Dem EU-Kommissar möchte ich aber schon widersprechen; bei diesem Konzessionsabgabenchaos ist da einiges rechtlich fragwürdig. Ein Armutszeugnis für den deutschen Gesetz- und Verordnungsgeber, auch hier zeigt sich pures Versagen.
Leider sind wie so oft die Stromverbraucher weder ausreichend aufgeklärt noch werden deren Interessen vertreten. Es ist traurig, dass das Thema überhaupt von einem EU-Politiker angesprochen werden muss! Es zeigt sich auch hier, Europa ist unverzichtbar!
Ja, und der :bdev: könnte da schon mal den Hammer nutzen wie das der Karikaturist hier so gut getroffen hat ;) :
PLUS:
Bundeskartellamt veröffentlicht Bericht zu Gaskonzessionsverträgen:
Wettbewerbsbehinderung bestätigt
Stadtwerke behindern Wettbewerb auf dem Gasmarkt u.a.
Pressemitteilung Bundeskartellamt ..... Beck-aktuell ..... FOCUS ..... bne-Presseinformation dazu ..... bne-Info dazu ..... Untersuchung Gas-Konzessionsabgaben für die Belieferung von Haushaltskunden
tangocharly:
Es liegen ja zu diesem Thema unterschiedliche Ansichten vor; einmal seitens des Bundeskartellamtes und andererseits des BDEW:
--- Zitat ---Hinsichtlich der Berechnung der Konzessionsabgabe Gas im Durchleitungsfall gibt es dagegen eine kritische Auseinandersetzung mit der Rechtsauffassung des Bundeskartellamts. Das Bundeskartellamt erachtet bekanntlich nur die niedrigere Konzessionsabgabe für Sondervertragskunden für zulässig. Im Leitfaden wird dazu ausgeführt, dass diese Position im Widerspruch zum Zweck und zur Systematik des § 2 Abs. 6 KAV stehen könne. Sinn und Zweck des § 2 Abs. 6 KAV sei nicht nur, dass durchleitende Energieversorger nicht schlechter gestellt werden dürfen, sondern auch die Verhinderung der wettbewerblichen Benachteiligung des integrierten Unternehmens oder der mit dem Konzessionär verbundenen oder assoziierten Lieferanten.
--- Ende Zitat ---
Quelle: StGB NRW Mitteilung 14/2011 vom 04.01.2011
Eine wettbewerbliche Benachteiligung des mit dem Netzbetreiber integrierten Unternehmens oder der mit dem Konzessionär verbundenen oder assoziierten Lieferanten kann m.E. schon dann nicht in Betracht kommen, wenn sich diese ihrerseits an die Vorgaben gem. § 2 Abs. 2 KAV halten würden. Wann ein Sondervertragsverhältnis vorliegt, ist im Falle eines Drittlieferanten nicht problematisch. Problematisch ist vielmehr der Umstand, dass die mit den Konzessionären verbundenen Versorger alles was Hände und Füsse hat, in Allg. Tarife stecken, um dann bei den Verbrauchern die erhöhte Abgabe abzugreifen.

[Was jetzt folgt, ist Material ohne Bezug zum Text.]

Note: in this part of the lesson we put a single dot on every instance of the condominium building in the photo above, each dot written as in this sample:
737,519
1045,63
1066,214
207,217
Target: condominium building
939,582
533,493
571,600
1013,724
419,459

Aber immerhin kann sich ja der Drittlieferant, der nicht mit dem Netzbetreiber identisch ist und auch nicht mit diesem verbunden, über § 2 Abs. 6 Satz 3 KAV zur Wehr setzen.
Die Praxis sieht so aus: Man tut sich halt nicht weh - und wehrt sich halt nicht. Man will ja möglichst einfach ins fremde Netz gelangen. Man akzeptiert die erhöhte Hinzurechnung zum Durchleitungsentgelt und stellt die erhöhte Abgabe dem Kunden in Rechnung. Dass der Verbraucher natürlich keinerlei Ahnung davon hat, was ihm hierbei abgegriffen wird, erleichtert dieses \"Linke-Tasche-rechte-Tasche-Spiel\".